For healthcare practitioners working in the field of HIV, the past three decades have been a rollercoaster, says Dr. Julio Montaner, head of UBC’s Division of AIDS and director of the BC Centre for Excellence in HIV/AIDS (BC-CfE). Once a death sentence, HIV is now regarded as a chronic, manageable condition. So much so that on Dec. 1, World AIDS Day, the B.C.-CfE will unveil Healthy Aging With HIV, an initiative to better understand how to maximize the longevity of people living with HIV.
What is the life expectancy for someone who is diagnosed as HIV-positive today?
Over the last decade and a half, life expectancy has increased every three to four years. In the last 12 years we’ve gone from 30 years of additional life expectancy to 40 years, to 50 years. A 20-year-old diagnosed today with recently acquired HIV infection, who immediately starts antiretroviral therapy, will see a life expectancy of another 50 years of near-normal quality.
A natural result of the success of the highly active antiretroviral therapy strategy is that people infected with HIV are aging. It used to be that our patients were young, because the epidemic suddenly affected a number of people in the prime of their sexual life. Now that group is aging. As of this year, it’s estimated that 50 per cent of people with HIV in Canada are over the age of 50.
Do people living with HIV have additional health concerns as they age?

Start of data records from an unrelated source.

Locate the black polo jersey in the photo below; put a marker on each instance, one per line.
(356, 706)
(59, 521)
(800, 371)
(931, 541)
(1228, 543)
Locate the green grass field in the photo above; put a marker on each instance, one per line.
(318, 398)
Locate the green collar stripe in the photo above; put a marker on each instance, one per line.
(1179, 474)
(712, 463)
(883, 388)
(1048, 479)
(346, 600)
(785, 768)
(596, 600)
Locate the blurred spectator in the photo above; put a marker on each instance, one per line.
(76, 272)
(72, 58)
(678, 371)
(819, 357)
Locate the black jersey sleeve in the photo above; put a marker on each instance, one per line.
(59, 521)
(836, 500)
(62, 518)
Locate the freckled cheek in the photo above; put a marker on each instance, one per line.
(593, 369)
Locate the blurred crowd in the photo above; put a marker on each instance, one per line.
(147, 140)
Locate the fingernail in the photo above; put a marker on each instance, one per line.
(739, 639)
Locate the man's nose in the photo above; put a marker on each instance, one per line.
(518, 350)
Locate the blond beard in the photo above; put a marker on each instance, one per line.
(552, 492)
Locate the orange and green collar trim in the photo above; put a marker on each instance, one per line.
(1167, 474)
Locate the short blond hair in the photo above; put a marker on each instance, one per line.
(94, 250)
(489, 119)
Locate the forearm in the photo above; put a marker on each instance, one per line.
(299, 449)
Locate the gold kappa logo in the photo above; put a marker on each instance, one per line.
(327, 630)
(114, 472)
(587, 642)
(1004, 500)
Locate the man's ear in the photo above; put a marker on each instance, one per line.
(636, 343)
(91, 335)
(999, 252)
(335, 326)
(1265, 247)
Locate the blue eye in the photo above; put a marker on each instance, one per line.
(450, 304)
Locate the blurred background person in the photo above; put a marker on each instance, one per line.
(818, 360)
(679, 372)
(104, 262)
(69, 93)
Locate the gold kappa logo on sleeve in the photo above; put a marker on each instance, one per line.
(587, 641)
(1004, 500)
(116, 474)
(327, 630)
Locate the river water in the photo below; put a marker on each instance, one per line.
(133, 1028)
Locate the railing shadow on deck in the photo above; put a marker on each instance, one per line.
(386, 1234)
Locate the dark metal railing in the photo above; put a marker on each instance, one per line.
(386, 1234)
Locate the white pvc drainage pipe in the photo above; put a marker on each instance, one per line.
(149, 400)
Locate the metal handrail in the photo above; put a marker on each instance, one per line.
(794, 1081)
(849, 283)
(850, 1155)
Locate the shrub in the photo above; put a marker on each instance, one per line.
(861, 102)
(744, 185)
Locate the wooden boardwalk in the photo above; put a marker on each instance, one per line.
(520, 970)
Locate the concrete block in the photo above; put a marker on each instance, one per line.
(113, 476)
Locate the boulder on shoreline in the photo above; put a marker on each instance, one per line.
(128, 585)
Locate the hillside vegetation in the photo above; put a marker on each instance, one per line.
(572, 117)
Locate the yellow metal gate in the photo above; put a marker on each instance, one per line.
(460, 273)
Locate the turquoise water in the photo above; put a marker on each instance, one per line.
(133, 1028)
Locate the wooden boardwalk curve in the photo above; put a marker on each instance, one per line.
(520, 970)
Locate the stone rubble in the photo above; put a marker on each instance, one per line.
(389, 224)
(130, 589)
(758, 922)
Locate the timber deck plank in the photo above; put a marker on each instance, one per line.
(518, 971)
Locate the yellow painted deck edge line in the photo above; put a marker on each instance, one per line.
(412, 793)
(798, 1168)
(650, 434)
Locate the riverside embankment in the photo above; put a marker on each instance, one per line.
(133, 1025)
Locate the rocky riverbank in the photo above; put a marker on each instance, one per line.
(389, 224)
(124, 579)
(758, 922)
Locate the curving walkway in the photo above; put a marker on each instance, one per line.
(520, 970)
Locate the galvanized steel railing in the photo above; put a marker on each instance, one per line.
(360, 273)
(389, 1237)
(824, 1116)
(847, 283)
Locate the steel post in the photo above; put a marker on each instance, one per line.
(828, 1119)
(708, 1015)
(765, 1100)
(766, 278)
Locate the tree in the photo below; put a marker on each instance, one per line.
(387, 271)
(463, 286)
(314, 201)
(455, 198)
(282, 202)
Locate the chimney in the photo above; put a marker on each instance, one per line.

We have seen a dramatic decrease in people progressing to AIDS and dying from AIDS-related conditions. But on the other hand, we have seen an increase in non-AIDS-related illness and mortality: mainly liver disease, often due to hepatitis C infection, cardiac disease, renal disease, chronic obstructive pulmonary disease and arthrosclerosis. There is some indication that HIV itself may affect biological aging. As we all age, the protective ends of our chromosomes—telomeres—shorten. Our team has found early or premature emphysema among HIV-infected people is strongly associated with early shortening of telomeres.
Another factor may be the medications that we use to treat HIV. While modern regimens are quite safe, earlier treatments did have significant potential for the development of diabetes, renal dysfunction and osteoporosis. Exposure to those early life-saving drugs may have promoted accelerated aging that we unfortunately may not be able to turn around.
It’s also important to note that often the same underlying risk factors that facilitate the acquisition of HIV go hand-in-hand with risk factors for other conditions. For example, injection drug users have higher risk of Hepatitis C and people who have multiple sex partners are more likely to use recreational drugs, alcohol and to smoke. Thus, lifestyle modification plays an important role in the management of HIV infection today.
Is society ready to support them?
I think I need to be clear that the stigma, discrimination and the issues associated with an HIV diagnosis have improved over the last three decades, but they are still present. That’s illustrated by what happened to Charlie Sheen. For a number of years he was trying to conceal his HIV diagnosis and paid tons of money to do so, because he feared that if his HIV diagnosis was revealed it would totally change his ability to work and relate to others.
Think about a loved one with HIV going into a seniors’ home. I think it’s going to take some effort to ensure that society embraces seniors with HIV just as they embrace seniors with hypertension. And frankly, it’s a lot easier to look after somebody with HIV who has been undetectable for 30, 40 years than it is to take care of somebody with Alzheimer’s. Of course, there will be people with HIV who also have Alzheimer’s. HIV adds a level of complexity, but it’s totally doable. I think that the bigger issue is how we address stigma and discrimination in the context of HIV.
Do people living with HIV face greater socioeconomic challenges as they age?
I remember vividly in 1996, with the breakthrough of HAART (highly active antiretroviral therapy) treatment, that when we began telling people, “You’re not going to die from AIDS,” oftentimes the news was received with mixed emotions. It was: “You told me I was going to die! What do you mean? I have no future, nowhere to go, I stopped paying taxes, I stopped contributing to my pension.” People from those early days had to readjust and go back into the workforce and it became very complicated.
But in the last decade, we quite readily tell people, “You have HIV, it’s no different than hypertension, diabetes or asthma. We’re going to manage this with you. You’re going to be fine, your children are going to be fine, you’re going to have a virtually normal life. Go to school, get qualified, work, contribute to your pension, pay your taxes.” Today, we view it as a chronic manageable condition.